Question: Convert an infix expression to a prefix expression
Resource: https://www.youtube.com/watch?v=8QxlrRws9OI&list=PLdo5W4Nhv31bbKJzrsKfMpo_grxuLl8LU&index=35
package additional_problems.stack;
/**
* Rules for infix to prefix conversion:
* 1. Reverse the expression
* 2. Print operands as they arrived
* 3. If the stack is empty or contains ')' on the top, push incoming operator onto stack
* 4. If incoming operator is '(', pop the stack elements till ')' is found
* 5. If incoming operator is ')', push it into stack
* 6. If incoming operator has higher precedence than the operator at the top of the stack, push it on the stack
* 7. If incoming operator has lower precedence than the top of the stack, pop and print the top of the stack, Then test the
* incoming operator with the top of the stack.

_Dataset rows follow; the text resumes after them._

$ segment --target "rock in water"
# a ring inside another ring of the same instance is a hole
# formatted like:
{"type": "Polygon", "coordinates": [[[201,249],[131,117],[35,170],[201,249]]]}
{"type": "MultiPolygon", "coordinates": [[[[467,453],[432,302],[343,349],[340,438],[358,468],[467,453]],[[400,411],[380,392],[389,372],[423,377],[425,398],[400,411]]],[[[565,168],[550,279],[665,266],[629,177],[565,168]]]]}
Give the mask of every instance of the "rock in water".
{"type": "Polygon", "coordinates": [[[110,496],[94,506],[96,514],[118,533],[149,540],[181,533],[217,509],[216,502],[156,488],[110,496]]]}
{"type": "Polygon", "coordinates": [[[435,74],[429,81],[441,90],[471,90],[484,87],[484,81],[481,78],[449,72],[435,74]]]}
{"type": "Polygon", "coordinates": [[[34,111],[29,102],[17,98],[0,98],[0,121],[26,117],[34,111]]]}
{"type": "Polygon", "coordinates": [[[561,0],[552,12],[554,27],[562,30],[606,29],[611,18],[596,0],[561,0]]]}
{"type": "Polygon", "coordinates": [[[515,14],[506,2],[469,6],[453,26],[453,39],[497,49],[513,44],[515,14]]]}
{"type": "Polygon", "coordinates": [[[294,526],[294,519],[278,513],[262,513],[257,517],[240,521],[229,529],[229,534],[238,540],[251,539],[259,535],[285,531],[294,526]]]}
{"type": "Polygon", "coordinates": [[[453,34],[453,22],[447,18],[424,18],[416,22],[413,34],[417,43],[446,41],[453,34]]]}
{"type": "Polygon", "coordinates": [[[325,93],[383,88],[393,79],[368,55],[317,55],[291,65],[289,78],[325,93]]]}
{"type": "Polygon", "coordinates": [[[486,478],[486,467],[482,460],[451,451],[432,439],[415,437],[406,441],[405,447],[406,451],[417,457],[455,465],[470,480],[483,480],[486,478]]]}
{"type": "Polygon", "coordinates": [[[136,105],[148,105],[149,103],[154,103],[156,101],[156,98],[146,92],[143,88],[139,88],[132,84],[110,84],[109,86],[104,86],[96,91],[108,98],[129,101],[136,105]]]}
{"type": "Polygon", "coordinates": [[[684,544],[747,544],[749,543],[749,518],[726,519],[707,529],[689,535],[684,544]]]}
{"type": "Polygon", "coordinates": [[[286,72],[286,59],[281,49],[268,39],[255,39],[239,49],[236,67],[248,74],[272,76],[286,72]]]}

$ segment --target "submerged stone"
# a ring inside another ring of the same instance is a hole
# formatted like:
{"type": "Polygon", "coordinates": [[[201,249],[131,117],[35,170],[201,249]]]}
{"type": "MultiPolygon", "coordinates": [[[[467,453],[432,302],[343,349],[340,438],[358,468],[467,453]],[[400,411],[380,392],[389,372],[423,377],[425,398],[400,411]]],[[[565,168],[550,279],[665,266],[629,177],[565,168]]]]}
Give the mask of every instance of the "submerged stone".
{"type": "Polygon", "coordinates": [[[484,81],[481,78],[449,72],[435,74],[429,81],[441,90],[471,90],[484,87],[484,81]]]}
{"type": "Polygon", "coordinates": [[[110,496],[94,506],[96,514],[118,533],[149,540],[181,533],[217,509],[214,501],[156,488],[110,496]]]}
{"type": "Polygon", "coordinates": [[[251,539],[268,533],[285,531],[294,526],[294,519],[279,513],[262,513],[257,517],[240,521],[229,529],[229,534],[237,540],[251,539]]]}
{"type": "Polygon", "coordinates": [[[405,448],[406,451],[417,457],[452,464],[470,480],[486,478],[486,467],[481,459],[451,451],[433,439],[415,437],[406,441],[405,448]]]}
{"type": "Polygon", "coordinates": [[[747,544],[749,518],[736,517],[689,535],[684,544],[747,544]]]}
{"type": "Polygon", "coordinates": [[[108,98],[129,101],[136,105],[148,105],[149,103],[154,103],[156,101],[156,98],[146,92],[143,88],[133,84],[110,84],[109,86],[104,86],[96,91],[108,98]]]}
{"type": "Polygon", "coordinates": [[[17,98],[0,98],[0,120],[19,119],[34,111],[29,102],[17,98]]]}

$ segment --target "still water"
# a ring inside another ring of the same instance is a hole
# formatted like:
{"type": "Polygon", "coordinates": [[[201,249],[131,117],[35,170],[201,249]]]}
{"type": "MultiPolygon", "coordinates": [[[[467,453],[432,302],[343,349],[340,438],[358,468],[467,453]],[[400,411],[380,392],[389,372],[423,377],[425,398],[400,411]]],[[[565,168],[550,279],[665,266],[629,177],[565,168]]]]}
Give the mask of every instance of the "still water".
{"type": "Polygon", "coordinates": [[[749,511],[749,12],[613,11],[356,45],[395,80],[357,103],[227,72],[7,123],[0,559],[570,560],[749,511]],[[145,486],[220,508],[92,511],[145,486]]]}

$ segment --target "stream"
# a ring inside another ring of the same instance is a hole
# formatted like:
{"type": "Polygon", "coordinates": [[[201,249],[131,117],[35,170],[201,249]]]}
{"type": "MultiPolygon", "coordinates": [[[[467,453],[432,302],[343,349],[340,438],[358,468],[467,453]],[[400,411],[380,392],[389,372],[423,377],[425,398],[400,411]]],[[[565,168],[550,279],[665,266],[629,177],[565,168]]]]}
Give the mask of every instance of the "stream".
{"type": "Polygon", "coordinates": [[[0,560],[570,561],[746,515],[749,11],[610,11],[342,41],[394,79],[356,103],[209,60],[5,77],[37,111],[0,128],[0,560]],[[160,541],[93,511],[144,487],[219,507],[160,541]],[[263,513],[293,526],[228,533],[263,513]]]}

* 8. If incoming operator has the same precedence as the top of the stack use the associativity rule
* i. associativity L->R (i.e *and/ or +and-) then push the incoming operator into stack
* ii. associativity R->L then push the incoming operator
* 9. At the end of the stack pop and print all the operators
* 10. Reverse the end result
*
*/
public class P03InfixToPrefix {
//method that returns the precedence of operators
//the higher precedence operators would return a higher value
public static int getPrecedence(char operator){
if (operator=='+' || operator=='-'){
return 1;
} else if (operator=='*' || operator=='/'){
return 2;
} else if (operator=='^'){
return 3;
}
return -1;
}
public static String reverseString(String string){
StringBuffer reversedString= new StringBuffer("");
for (int i = string.length()-1; i >=0; i--) {
reversedString.append(string.charAt(i));
}
return reversedString.toString();
}
public static String infixToPostfix(String expression){
CharStack stack= new CharStack(expression.length());
//1. Reverse the expression
String reversedExpression= reverseString(expression);
StringBuffer result= new StringBuffer("");
for(int i=0; i<reversedExpression.length(); i++){
char c= reversedExpression.charAt(i);
//2. Print operands as they arrived
if ((c >= '0' && c <= '9') || (c >= 'a' && c <= 'z') || (c >= 'A' && c <= 'Z')) {
result.append(c);
}
//3. If the stack is empty or contains ')' on the top, push incoming operator onto stack
else if(stack.peek()==')' || stack.isEmpty()){
stack.push(c);
}
//4. If incoming operator is '(', pop the stack elements till ')' is found
else if(c=='('){
while (stack.peek()!=')'){
result.append(stack.pop());
}
stack.pop();
}
//5. If incoming operator is ')', push it into stack
else if(c==')'){
stack.push(c);
}
//6. If incoming operator has higher precedence than the operator at the top of the stack, push it on the stack
else if(getPrecedence(c)>getPrecedence(stack.peek())){
stack.push(c);
}
//7. If incoming operator has lower precedence than the top of the stack, pop and print the top of the stack,
// then test the incoming operator with the top of the stack.
else if(getPrecedence(c)<getPrecedence(stack.peek())){
while(getPrecedence(c)<getPrecedence(stack.peek())){
result.append(stack.pop());
}
stack.push(c);
}
//8. If incoming operator has the same precedence as the top of the stack use the associativity rule
// i. associativity L->R (i.e *and/ or +and-) then push the incoming operator into stack
// ii. associativity R->L then push the incoming operator
else if(getPrecedence(c)==getPrecedence(stack.peek())){
stack.push(c);
}
}
//9. At the end of the stack pop and print all the operators
if(!stack.isEmpty()){
while (!stack.isEmpty()){
result.append(stack.pop());
}
}
//10. Reverse the end result
return reverseString(result.toString());
}
public static void main(String [] args){
System.out.println(infixToPostfix("A*B+C/D"));
}
}